EMMA検査は子宮内膜の細菌バランス全体(主にLactobacillus優位かどうか)を調べます。ALICE検査は慢性子宮内膜炎を引き起こす病原菌の有無を調べます。同じ検体で同時に実施することが多いです。
Q2. 何回移植失敗したら受けるべきですか?
一般的には2〜3回の移植失敗後(反復着床不全)から検討されることが多いです。ただし担当医が初回前から推奨する場合もあります。
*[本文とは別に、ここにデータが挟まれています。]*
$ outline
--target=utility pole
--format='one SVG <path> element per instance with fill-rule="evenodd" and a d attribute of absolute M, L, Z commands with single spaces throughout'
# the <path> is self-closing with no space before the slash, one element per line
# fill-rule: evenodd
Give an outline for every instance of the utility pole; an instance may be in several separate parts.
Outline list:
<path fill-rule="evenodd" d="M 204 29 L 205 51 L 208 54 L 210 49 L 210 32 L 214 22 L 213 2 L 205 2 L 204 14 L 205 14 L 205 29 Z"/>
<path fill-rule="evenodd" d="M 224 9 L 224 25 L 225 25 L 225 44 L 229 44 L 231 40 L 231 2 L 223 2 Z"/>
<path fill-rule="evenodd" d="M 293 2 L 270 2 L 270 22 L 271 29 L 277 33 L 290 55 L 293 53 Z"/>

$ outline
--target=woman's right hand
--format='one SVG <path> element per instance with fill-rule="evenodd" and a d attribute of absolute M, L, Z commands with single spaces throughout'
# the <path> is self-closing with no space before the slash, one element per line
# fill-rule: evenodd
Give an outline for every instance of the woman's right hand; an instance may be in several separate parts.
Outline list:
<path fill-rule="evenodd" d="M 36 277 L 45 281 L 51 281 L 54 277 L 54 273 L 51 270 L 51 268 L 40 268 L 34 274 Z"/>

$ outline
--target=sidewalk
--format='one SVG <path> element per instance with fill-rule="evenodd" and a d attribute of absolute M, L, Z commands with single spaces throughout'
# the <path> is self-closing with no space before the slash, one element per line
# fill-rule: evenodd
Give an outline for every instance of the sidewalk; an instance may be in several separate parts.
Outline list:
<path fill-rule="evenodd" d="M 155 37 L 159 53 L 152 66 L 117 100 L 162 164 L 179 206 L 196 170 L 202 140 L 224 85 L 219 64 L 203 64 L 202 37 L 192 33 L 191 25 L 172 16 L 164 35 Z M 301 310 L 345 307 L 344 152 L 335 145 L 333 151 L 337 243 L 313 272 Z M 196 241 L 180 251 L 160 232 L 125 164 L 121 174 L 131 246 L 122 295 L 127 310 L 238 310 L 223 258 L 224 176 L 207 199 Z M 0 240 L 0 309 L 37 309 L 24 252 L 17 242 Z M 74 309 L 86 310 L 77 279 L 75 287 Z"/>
Q3. ALICE陽性の場合どのような治療になりますか?
検出された菌に対応した抗菌薬による治療が行われます。治療後に再検査で陰性確認をしてから移植に進むケースが一般的です。
Q4. EMMA/ALICE検査はERA検査と一緒に受けることができますか?
可能です。ERAとEMMA/ALICEをセットにした「TRIO検査」として提供しているクリニックもあります。同一採取検体で3つの検査を実施するため、効率的です。
Q5. 検査結果が正常でも着床しないことはありますか?
あります。着床不全の原因はマイクロバイオームだけではなく、胚の染色体異常・子宮形態異常・免疫学的異常など多因子です。EMMA/ALICE検査が正常でも他の検査・治療を並行して検討することが重要です。
まとめ
EMMA/ALICE検査は、子宮内膜のマイクロバイオームと慢性子宮内膜炎を遺伝子レベルで評価できる検査です。費用は6万〜10万円程度(保険適用外)で、反復着床不全を経験した方に特に有用とされています。検査結果によっては抗菌薬やプロバイオティクスによる治療が行われ、着床環境の改善が期待できます。担当医と相談の上、自分の状況に合った検査計画を立てることが重要です。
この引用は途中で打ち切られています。